From Iceland — Hatari, Skaði & Tara Mobee Amongst Contestants To Represent Iceland At Eurovision

Hatari, Skaði & Tara Mobee Amongst Contestants To Represent Iceland At Eurovision

Published January 27, 2019

Hatari, Skaði & Tara Mobee Amongst Contestants To Represent Iceland At Eurovision
Photo by
Art Bicnick

As you may have noticed, the Eurovision Song Contest is kind of a phenomenon in Iceland. Alongside supporting the occasionally semi-successful Icelandic handball and football teams, each year—without fail—Eurovision evokes a heightened nationalistic fervour. Over 98% of Iceland’s TV audience watched the competition’s finals in the last two years—and that’s even when Iceland didn’t actually make it through.

With this much attention on the competition, the right to represent Iceland is something of a hot topic. This year, ten bands have made it through the initial heats, all with their eyes set on representing their country in Tel Aviv.

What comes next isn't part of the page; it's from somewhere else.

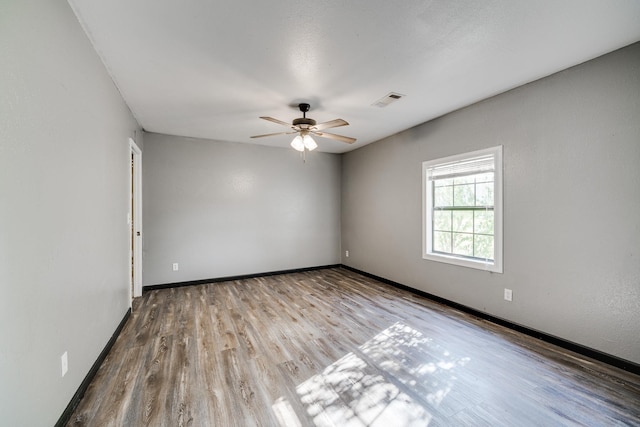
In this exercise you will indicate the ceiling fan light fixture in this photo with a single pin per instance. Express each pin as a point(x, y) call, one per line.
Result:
point(309, 143)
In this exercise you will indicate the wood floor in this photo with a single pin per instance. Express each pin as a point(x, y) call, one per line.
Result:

As well as the usual selection of pop singers, a couple of artists stood out from the pack when RÚV previewed the contestants of the Söngvakeppnin selection show last weekend.

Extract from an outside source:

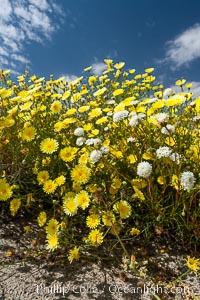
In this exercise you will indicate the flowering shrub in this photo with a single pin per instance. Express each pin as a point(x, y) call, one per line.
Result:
point(105, 156)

One is Skaði, a trans singer who has been rising through the ranks of the 101 scene, whose entry is a collaboration with oddball rapper Elli Grill and Glymur. Also in the running is Tara Mobee, a young pop singer who graced the cover of our Airwaves 2018 magazine.

Hate will prevail

Another eye-catching presence is Hatari. An ambitious art-project-cum-gothic-techno troupe who won the Best Live Band at the Grapevine Music Awards in 2017 and 2018, Hatari’s track is entitled “Hatrið mun sigra,” or “Hate Will Prevail.”

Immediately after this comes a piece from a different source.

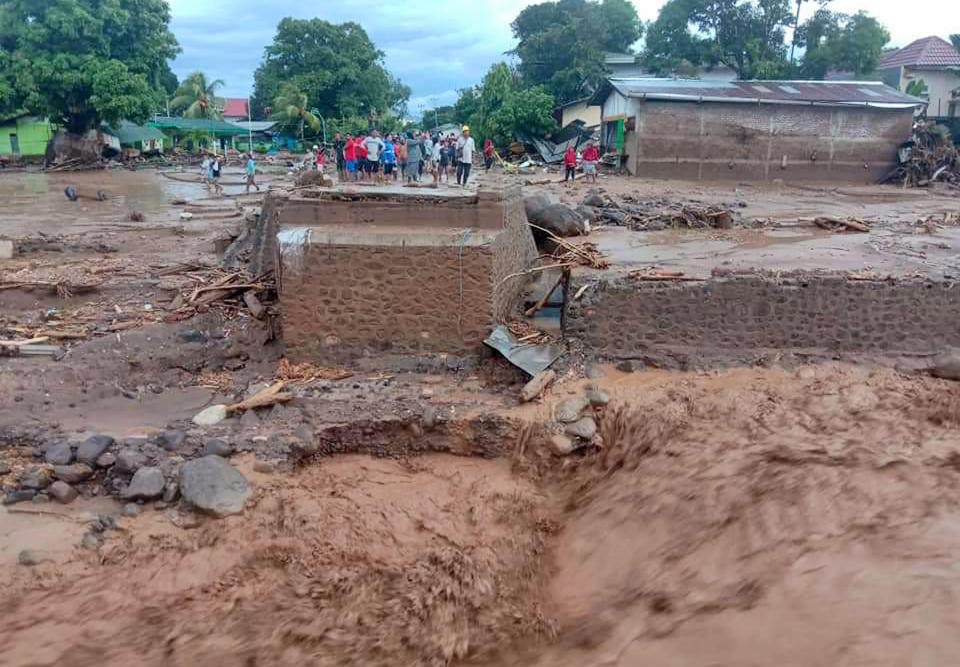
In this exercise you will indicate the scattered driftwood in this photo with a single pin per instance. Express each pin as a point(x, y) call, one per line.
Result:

The title could prove controversial given the context of the finals. When it was announced that the 2019 contest would be held in Tel Aviv, over 17,000 Icelanders signed a petition calling for the world to boycott the event. RÚV considered the petition, but pressed ahead regardless.

Wannabes and wildcards

So, what happens next? After a long buildup, with much media attention lavished on all of the Eurovision wannabes, the semi-finals will be held on the 9th and 16th of February. A public vote is overseen by a panel of experts, and two songs—plus a possible “wildcard”—will make it through to the final decider on the 2nd of March.

If you want to do your research, the final ten are:

    Hatari – Hatrið mun sigra
    Hera Björk Þórhallsdóttir – Eitt andartak / Moving on
    Kristina Skoubo Bærendsen – Ég á mig sjálf / Mama Said
    Þórdís Imsland – Nú og hér / What Are You Waiting For?
    Daníel Óliver – Samt ekki / Licky Licky
    Elli Grill, Skaði og Glymur – Jeijó, keyrum alla leið
    Friðrik Ómar – Hvað ef ég get ekki elskað? / What If I Can’t Have Love?
    Ívar Daníels – Þú bætir mig / Make Me Whole
    Tara Mobee – Betri án þín / Fighting For Love
    Heiðrún Anna Björnsdóttir – Helgi / Sunday Boy

We’ll report back on the results over the coming month—and let you know if Hatari do indeed prevail.